Deux unités posent aussi problème parce qu’elles se ressemblent à l’écrit. Le hash par seconde se décline en kilo, méga, giga, téra, péta et exa, chaque palier valant mille fois le précédent : entre les 200 H/s d’un petit processeur et les 899 EH/s du réseau Bitcoin, l’écart compte dix-huit zéros. Et le satoshi, cent-millionième de bitcoin, sert d’unité de compte dès qu’on parle de production domestique, parce que les montants en jeu ne s’écrivent pas confortablement en bitcoins. Confondre les deux échelles explique la plupart des estimations de rendement fantaisistes qu’on lit sur les forums.

Questions fréquentes sur le minage pour débutants

Question

Réponse

Peut-on encore miner de l’Ethereum ?

Non. Le réseau est passé en preuve d’enjeu le 15 septembre 2022 et rémunère des validateurs. Ethereum Classic conserve la preuve de travail avec l’algorithme Etchash.

Quelle crypto miner quand on débute ?

Monero au processeur pour apprendre sans rien acheter, Ergo ou Ravencoin si une carte graphique récente est déjà disponible, comme l’explique la page sur le minage de crypto-monnaies avec une carte graphique.

Combien rapporte le minage crypto par jour ?

Entre 0,10 et 0,85 € brut par machine domestique, avant une électricité qui coûte de 0,43 à 1,73 € selon le matériel. La marge n’est positive que sur une carte récente bridée.

Combien de temps faut-il pour miner un bitcoin ?

Au rythme du réseau à la mi-août 2026, un térahash par seconde rapporte 50 satoshis par jour : réunir un bitcoin entier demande donc deux millions de térahash-jours. Un Antminer S21 Pro, à 234 TH/s, y met vingt-trois ans et brûle 720 000 kWh au passage, soit 144 000 € de courant au tarif domestique.

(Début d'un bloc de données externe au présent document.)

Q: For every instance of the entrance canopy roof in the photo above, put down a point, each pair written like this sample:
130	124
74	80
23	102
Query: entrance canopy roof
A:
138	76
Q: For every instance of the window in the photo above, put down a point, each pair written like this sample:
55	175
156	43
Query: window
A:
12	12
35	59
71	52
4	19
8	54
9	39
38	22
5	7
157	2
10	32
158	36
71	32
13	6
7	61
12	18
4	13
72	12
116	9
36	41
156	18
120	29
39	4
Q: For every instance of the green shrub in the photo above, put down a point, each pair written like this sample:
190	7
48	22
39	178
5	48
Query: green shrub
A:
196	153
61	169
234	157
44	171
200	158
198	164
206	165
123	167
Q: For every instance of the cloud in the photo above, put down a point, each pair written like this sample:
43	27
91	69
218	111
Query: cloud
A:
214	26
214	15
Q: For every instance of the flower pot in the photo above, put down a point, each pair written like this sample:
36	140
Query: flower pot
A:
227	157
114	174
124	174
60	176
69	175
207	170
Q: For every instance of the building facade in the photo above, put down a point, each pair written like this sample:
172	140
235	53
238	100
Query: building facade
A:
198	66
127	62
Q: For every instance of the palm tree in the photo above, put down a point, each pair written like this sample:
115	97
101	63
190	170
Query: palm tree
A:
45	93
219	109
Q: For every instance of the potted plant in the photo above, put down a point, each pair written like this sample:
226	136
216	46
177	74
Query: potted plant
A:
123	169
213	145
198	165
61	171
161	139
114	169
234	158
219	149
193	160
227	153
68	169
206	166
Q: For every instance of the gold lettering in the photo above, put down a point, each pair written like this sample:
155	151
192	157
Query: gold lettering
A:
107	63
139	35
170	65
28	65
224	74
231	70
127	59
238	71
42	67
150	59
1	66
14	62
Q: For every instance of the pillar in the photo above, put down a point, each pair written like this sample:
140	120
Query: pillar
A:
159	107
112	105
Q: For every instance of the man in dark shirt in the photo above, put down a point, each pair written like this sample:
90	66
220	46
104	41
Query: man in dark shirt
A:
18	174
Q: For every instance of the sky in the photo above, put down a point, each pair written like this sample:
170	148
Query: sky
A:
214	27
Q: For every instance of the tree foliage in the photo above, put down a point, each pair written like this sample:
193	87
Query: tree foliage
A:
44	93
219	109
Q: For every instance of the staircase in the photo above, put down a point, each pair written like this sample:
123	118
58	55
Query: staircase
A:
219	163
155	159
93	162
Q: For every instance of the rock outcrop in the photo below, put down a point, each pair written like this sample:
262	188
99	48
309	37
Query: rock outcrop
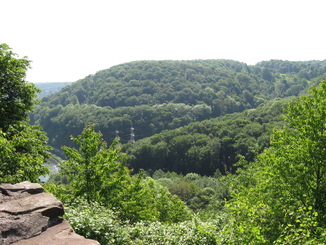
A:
30	216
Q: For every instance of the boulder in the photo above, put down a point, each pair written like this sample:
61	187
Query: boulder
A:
30	216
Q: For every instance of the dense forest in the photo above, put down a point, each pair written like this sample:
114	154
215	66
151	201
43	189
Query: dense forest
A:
50	88
234	154
144	98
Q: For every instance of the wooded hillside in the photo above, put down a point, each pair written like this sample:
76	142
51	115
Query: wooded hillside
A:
152	96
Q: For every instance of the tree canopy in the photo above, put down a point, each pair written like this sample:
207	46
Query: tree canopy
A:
23	148
280	197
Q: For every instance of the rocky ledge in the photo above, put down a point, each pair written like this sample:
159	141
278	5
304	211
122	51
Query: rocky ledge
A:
30	216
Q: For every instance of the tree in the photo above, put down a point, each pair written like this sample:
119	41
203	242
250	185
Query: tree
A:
99	173
23	148
278	195
95	170
17	96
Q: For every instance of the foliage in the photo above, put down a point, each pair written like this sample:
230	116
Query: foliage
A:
203	147
280	195
99	174
96	221
50	88
16	95
23	152
159	95
95	170
23	148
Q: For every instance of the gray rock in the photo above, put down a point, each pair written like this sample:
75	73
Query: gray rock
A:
62	233
30	216
44	203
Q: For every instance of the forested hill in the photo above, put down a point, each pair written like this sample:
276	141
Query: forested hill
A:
152	96
50	88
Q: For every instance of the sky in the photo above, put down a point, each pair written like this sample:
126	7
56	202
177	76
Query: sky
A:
67	40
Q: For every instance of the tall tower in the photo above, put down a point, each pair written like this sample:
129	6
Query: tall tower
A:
117	134
132	135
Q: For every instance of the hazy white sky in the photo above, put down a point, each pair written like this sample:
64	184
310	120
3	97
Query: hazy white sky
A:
70	39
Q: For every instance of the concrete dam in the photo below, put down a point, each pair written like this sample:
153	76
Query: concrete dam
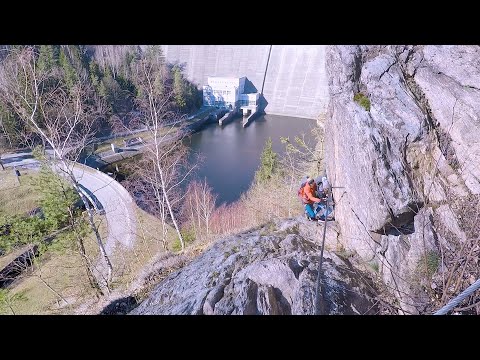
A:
292	77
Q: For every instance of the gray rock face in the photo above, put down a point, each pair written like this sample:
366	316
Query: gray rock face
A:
400	164
270	270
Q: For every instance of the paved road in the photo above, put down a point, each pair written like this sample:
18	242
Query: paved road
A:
117	202
115	199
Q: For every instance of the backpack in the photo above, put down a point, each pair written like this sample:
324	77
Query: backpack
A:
301	194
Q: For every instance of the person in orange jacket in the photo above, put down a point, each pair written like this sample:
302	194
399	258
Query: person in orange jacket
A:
309	198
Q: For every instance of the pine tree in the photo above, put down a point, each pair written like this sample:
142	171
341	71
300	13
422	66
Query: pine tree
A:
178	87
268	163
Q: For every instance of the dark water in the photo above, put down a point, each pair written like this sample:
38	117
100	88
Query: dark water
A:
231	154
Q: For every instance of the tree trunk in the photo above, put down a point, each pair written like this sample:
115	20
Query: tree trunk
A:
170	210
97	236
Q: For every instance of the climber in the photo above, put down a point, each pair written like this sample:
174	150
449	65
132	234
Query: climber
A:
309	200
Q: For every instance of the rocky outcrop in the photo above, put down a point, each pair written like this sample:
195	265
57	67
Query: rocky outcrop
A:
268	270
407	168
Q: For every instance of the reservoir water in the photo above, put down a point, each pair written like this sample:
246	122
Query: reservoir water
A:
230	154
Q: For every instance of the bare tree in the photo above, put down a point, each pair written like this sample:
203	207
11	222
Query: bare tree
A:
198	208
165	152
62	119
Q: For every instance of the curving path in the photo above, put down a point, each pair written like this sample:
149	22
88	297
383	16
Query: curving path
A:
118	205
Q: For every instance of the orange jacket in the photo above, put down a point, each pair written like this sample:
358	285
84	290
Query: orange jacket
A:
309	191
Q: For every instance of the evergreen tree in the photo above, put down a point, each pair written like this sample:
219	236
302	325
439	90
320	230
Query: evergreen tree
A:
47	58
69	73
268	163
178	87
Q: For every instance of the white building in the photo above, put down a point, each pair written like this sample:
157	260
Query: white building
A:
227	92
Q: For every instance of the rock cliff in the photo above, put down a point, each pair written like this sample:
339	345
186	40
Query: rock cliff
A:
406	166
268	270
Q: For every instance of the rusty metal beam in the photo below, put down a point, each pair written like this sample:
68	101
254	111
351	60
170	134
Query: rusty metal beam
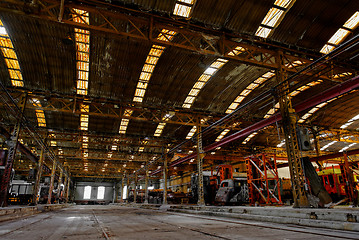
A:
140	26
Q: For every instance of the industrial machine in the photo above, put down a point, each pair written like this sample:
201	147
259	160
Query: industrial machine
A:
232	191
334	181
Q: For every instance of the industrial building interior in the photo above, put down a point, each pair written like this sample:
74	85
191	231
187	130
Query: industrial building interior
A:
179	119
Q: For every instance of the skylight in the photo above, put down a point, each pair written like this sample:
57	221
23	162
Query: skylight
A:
10	57
313	110
183	8
125	121
351	121
327	145
40	115
248	90
274	17
341	33
292	94
84	122
84	118
249	138
82	39
191	132
159	129
202	80
223	133
347	147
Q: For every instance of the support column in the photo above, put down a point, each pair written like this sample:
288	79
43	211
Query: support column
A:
115	198
59	186
65	189
164	178
122	186
350	184
51	188
200	156
36	188
135	190
68	190
289	123
317	147
146	183
12	143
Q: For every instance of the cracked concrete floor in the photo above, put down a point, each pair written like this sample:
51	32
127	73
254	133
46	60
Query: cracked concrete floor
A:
118	222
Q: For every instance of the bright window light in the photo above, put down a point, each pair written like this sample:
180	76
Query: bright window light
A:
87	192
208	73
273	17
3	31
341	33
248	90
101	192
191	132
10	56
183	8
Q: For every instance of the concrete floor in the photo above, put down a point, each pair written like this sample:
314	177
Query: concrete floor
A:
118	222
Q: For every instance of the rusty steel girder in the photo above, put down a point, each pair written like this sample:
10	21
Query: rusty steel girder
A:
140	26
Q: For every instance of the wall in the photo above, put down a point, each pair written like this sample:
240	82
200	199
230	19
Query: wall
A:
80	188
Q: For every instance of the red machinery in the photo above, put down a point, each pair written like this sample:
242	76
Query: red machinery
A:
263	180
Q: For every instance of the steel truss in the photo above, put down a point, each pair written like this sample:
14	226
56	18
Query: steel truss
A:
140	26
113	109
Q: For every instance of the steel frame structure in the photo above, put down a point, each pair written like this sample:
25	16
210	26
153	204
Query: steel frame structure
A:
116	110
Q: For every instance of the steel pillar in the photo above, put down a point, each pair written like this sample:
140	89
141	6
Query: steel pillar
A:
146	184
36	188
164	178
349	182
128	188
51	188
12	143
59	186
67	190
122	186
317	147
135	190
200	156
289	125
115	199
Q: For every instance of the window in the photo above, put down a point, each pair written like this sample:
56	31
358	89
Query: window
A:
87	192
101	192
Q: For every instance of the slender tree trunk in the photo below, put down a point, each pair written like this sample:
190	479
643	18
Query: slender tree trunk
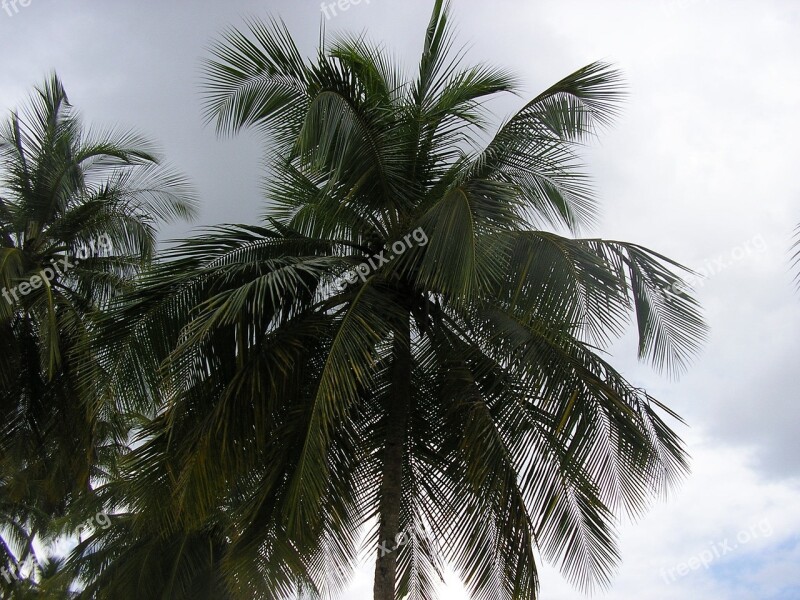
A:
392	482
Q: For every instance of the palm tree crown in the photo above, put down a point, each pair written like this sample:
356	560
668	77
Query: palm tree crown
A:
78	220
455	390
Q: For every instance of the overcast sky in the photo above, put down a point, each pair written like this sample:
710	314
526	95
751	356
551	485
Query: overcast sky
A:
702	166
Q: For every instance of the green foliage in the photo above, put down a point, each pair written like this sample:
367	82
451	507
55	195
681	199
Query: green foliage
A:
264	394
62	188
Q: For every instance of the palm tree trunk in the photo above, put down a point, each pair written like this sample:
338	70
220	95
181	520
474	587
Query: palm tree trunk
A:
392	482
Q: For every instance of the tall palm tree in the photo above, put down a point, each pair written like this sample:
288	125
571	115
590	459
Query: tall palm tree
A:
454	392
79	211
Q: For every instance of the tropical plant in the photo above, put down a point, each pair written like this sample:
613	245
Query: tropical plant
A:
457	390
79	211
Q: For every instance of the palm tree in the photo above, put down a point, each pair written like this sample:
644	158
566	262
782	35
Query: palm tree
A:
454	393
79	211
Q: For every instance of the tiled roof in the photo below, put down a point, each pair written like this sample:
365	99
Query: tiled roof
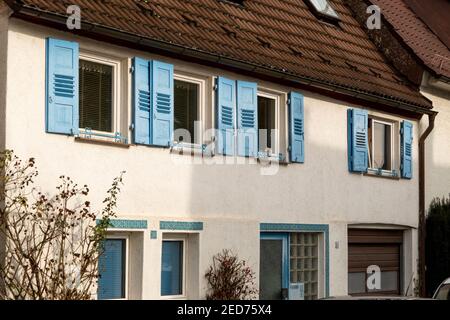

Le halving de 2028 doublera cette durée.

Comment gagner 100 € par jour avec le minage ?

La question se retourne. À 15 joules par térahash, un ASIC de série courante produit 0,076 € de bitcoin par kilowattheure consommé : franchir 100 € bruts par jour réclame 1 310 kWh quotidiens, soit une quinzaine d’ASIC et 55 kW en continu, quand un abonnement résidentiel plafonne à 36 kVA. Ces 1 310 kWh coûtent 260 € au tarif réglementé. Le brut de 100 € existe, la marge non.

Faut-il miner seul ou en pool ?

En pool. En solo, l’espérance de trouver un bloc sur Bitcoin avec du matériel domestique se compte en dizaines de milliers d’années.

Le minage sur téléphone existe-t-il ?

Pas au sens technique. Les applications distribuent un jeton maison contre une présence quotidienne, sans calculer le moindre hash.

Faut-il déclarer ses gains dès le premier euro ?

Oui, en BNC, à leur valeur en euros au jour de la réception. Le régime micro s’applique automatiquement sous le seuil, avec un abattement de 34 %.

Peut-on miner sans acheter de matériel ?

On loue de la puissance sur une place de marché, pour quelques heures et à prix connu. Les « contrats » à dépôt qui promettent un rendement quotidien relèvent d’autre chose. Le tri est fait dans la page qui compare les six façons de miner des crypto-monnaies.

Qu’est-ce qui fait perdre de l’argent le plus vite quand on débute ?

Une carte laissée au réglage d’usine, un pool dont le seuil de retrait dépasse la production d’une année, et un mineur téléchargé ailleurs que sur son dépôt. Le chiffrage de chacune figure dans la page sur les erreurs qui coûtent le plus cher aux débutants.